Another child was in hospital for many weeks. There were a lot of people that were concerned that this might be his final admission. The family was finding things very difficult. I met with them and asked, “Given the situation, what is most important to you and what are you hoping for?” The mother said, “It’s going to sound stupid, but if we weren’t here, my son is turning 13 next month and we would be celebrating his Bar Mitzvah.” And I said, “Why don’t we plan a Bar Mitzvah?”
And we did. One of the things in a Bar Mitzvah is a dance called a hora, where people dance around in a circle and the Bar Mitzvah boy or girl is put up in a chair and hoisted up. They did this with this young man in his wheelchair.
There were a lot of tears. But they were tears of joy in the parents’ eyes. There was just so much excitement and it was such a special moment for them. Thankfully he is still alive. Had that been that child’s final admission, I think that would have always been something that they held onto as a memory. For a few hours, in their minds, they were transported out of the hospital with all of their friends, and just feeling great about that.

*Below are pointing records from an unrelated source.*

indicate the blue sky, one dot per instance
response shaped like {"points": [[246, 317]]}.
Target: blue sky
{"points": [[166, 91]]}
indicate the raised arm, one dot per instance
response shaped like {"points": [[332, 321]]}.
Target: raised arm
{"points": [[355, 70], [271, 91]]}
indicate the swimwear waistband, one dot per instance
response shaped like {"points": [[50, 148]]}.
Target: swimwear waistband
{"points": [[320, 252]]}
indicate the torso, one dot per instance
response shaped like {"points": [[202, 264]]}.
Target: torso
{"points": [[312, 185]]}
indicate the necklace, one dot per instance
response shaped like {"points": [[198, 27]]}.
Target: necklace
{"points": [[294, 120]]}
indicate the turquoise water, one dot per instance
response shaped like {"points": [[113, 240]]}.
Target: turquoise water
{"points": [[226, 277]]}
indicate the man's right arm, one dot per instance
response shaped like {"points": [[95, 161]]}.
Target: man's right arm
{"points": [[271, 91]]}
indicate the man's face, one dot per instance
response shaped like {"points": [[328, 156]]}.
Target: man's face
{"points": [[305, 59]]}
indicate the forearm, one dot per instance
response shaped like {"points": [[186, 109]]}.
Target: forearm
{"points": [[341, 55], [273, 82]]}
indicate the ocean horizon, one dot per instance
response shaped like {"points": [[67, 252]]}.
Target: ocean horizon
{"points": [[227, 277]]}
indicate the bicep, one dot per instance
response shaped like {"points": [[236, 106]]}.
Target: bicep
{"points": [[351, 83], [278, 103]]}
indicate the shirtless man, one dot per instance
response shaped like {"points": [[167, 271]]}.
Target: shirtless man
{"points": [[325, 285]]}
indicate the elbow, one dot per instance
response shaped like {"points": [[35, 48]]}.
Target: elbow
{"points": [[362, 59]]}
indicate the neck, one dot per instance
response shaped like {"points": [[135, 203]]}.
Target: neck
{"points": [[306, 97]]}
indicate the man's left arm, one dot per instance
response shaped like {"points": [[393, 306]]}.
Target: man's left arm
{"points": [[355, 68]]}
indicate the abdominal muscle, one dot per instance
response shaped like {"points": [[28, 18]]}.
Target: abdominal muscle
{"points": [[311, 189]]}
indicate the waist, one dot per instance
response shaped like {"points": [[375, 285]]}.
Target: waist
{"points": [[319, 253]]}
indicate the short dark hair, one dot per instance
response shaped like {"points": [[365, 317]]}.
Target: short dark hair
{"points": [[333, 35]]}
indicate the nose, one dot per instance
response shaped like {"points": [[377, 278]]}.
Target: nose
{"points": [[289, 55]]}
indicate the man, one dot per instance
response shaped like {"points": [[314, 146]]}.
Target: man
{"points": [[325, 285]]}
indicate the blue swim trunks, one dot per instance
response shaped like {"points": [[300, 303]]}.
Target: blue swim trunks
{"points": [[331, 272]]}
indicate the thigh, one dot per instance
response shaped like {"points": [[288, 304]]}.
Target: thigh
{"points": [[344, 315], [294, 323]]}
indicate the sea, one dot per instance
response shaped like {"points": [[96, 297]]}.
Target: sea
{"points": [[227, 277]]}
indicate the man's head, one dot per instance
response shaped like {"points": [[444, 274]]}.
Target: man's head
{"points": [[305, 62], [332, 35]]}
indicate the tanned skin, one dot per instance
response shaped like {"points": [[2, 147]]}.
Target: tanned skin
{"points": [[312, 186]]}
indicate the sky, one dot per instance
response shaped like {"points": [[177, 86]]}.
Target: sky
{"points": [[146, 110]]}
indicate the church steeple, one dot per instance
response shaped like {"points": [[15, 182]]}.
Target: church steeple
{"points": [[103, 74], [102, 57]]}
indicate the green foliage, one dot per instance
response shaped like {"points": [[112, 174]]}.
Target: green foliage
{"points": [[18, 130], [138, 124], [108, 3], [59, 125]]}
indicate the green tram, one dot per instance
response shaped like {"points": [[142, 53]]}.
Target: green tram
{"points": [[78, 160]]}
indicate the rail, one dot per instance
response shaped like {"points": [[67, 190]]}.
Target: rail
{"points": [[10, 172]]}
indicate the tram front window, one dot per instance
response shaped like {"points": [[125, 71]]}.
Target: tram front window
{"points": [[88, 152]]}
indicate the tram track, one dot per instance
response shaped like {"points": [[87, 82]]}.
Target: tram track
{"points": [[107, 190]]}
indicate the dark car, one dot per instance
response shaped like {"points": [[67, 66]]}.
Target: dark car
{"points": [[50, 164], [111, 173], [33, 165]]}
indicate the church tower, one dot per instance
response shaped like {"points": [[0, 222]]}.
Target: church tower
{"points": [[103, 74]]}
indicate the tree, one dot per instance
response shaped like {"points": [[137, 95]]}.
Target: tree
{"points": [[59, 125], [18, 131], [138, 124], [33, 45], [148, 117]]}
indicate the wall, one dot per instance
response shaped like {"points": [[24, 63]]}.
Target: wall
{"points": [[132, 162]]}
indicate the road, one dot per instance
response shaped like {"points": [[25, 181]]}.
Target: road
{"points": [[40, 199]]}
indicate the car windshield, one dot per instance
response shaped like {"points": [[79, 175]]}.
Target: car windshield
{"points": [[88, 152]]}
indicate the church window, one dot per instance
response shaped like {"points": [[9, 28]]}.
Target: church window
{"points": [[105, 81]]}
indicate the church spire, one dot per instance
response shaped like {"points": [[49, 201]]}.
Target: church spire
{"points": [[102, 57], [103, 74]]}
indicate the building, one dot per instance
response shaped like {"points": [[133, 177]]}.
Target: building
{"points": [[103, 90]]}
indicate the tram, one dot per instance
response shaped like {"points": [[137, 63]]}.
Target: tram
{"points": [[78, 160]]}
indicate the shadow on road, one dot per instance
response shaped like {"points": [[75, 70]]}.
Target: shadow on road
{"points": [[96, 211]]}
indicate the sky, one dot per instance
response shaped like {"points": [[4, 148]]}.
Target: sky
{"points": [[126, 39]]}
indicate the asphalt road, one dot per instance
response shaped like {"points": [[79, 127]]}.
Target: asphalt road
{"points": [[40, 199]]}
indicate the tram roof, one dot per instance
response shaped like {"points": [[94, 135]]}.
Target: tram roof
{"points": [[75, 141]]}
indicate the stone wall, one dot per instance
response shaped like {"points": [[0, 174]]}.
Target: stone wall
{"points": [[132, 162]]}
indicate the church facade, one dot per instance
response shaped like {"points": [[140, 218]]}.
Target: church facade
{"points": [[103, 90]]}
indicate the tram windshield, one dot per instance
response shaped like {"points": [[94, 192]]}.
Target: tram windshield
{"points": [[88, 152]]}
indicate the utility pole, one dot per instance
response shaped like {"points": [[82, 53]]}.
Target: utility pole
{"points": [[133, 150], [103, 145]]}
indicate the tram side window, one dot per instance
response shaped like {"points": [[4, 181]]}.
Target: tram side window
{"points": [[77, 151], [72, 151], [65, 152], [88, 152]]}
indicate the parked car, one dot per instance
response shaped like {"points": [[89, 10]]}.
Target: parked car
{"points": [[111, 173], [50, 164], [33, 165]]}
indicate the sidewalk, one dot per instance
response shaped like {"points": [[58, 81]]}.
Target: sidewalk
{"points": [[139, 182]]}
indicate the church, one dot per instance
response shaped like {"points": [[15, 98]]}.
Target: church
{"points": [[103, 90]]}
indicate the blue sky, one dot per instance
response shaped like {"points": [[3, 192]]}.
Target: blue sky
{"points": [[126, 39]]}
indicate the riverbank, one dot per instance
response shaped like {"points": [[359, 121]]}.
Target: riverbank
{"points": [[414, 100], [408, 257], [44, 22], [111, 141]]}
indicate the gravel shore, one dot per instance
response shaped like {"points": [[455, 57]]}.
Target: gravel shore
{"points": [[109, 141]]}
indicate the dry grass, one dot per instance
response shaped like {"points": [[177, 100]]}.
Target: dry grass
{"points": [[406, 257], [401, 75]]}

I think that there’s an unwritten, hidden curriculum in medical school that says that students and residents have to keep a bit of a distance from patients. If you get too involved you run the risk of getting hurt. But I think I practise at my best when I fully immerse myself. I approach every patient and family as though it was my own child and ask, “If I were in this situation as a parent, what would I want?”
I don’t want these families to come away from our interactions thinking, “He doesn’t really understand.” Of course I don’t really understand! I hope I never really understand! But I do my very best to try to appreciate what it must be like.
I see my role as taking a very difficult situation and trying to make it a little bit better. Helping people focus less on the medical things, and bringing moments and experiences of happiness and joy. That really fills my cup. It recharges my batteries and lets me do it over and over.